The roles created at the unit’s HQ and the relocation of thousands of other civil-service positions is intended to support a wider government plan “to establish the North West as a ‘cyber corridor’”. This will be further enabled by the new Manchester hub on which construction has now begun.

“Once complete, the site will be one of the largest for cross-government collaboration and operation outside London, providing office accommodation and different types of areas for people to work and collaborate, as well as enabling efficiencies through digitally enabled office space,” the government said.

Outside of the north-west, the Yorkshire and Humber region has also benefited significantly from the jobs boost, with around 1,800 more civil servant roles now based in Leeds and Sheffield, the figures indicated.

The Cabinet Office said that “around eight out of 10” roles relocated as part of Places for Growth had been “filled by local people”, suggesting that new departmental hires in the regions and devolved nations were the backbone of the programme rather than existing staff moving.

Last month the Cabinet Office said that 8,300 roles had been relocated to date, and indicated that some of those jobs were from outside the civil service.

PublicTechnology sister publication Civil Service World asked the Cabinet Office for a departmental breakdown of its latest Places for Growth numbers and for confirmation of whether the 11,168 roles related exclusively to civil servants.

It was unable to provide a detailed breakdown of the latest figures. However it said roles in the new total were “mostly” civil servants, but included “a small number of public servants, from departments and arm’s-length bodies”.

‘Local voices at the heart of policymaking’
At the ground-breaking ceremony for the First Street hub, Quin said that around 700 of the 2,500 staff who would be based at the building would be undertaking roles relocated from the capital.

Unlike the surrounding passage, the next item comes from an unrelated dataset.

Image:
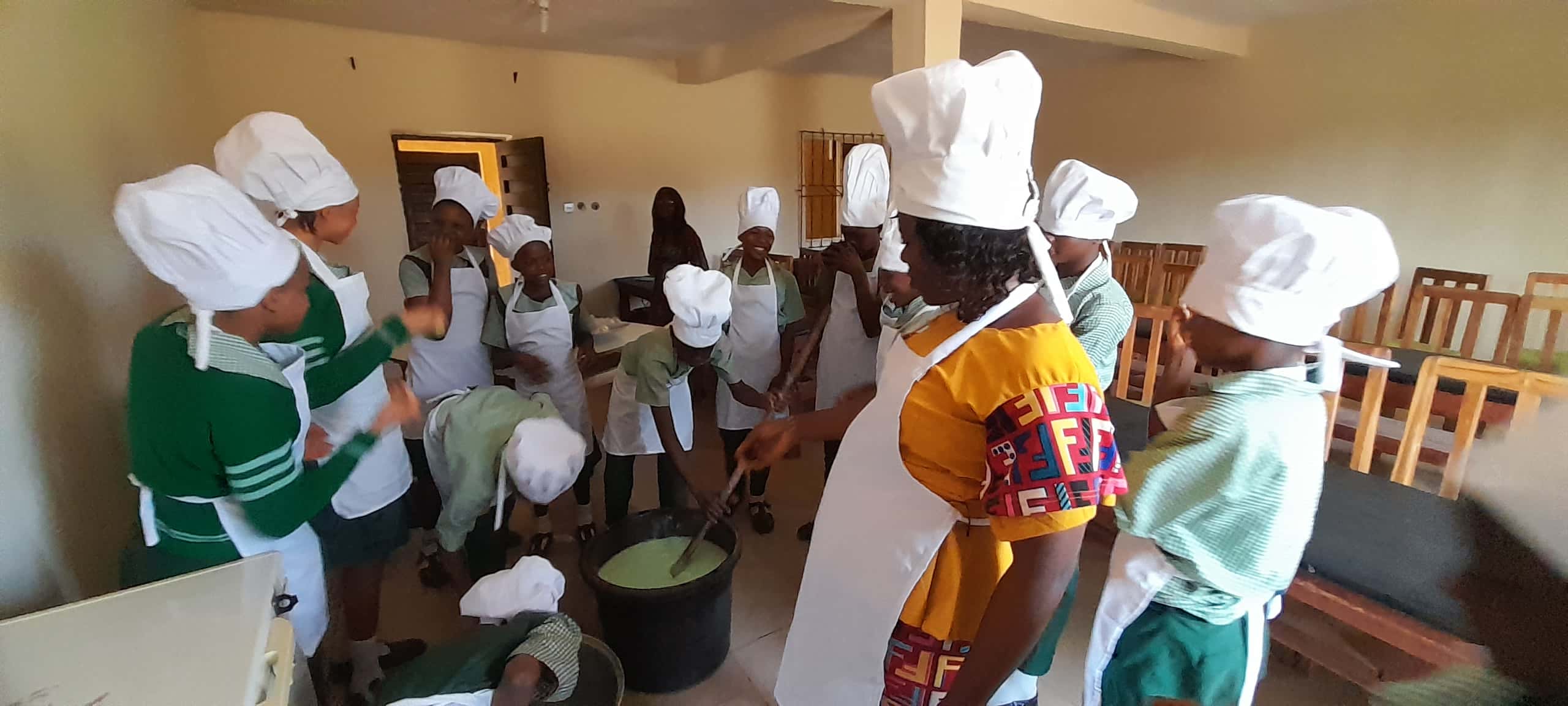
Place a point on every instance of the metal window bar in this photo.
(822, 183)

“The programme to move government roles out of London is a key part of the plan to deliver on the prime minister’s top priorities, particularly when it comes to growing the economy across the whole UK,” he said. “By putting local voices at the heart of policymaking, we’re also moving power out of Westminster and into the hands of communities.”

Quin added that the new hub would “bring millions of pounds to the local economy” in Manchester.

The Cabinet Office said recent relocation studies indicated that every 1,000 roles relocated created a local economic benefit of £30m, suggesting that planned moves of government jobs to Greater Manchester could generate “more than £60m in economic benefits”. It did not provide a timeframe for the realisation of those benefits or state who produced the research.

Earlier this week, civil service unions told MPs that last year’s shock announcement that the government would look to reduce the size of the civil service by 20% – equivalent to cutting 91,000 jobs – had a major impact on the Places for Growth programme.

The Public Administration and Constitutional Affairs Select Committee evidence session heard that heightened fears about job-security and last summer’s political turmoil had caused Places for Growth to stall.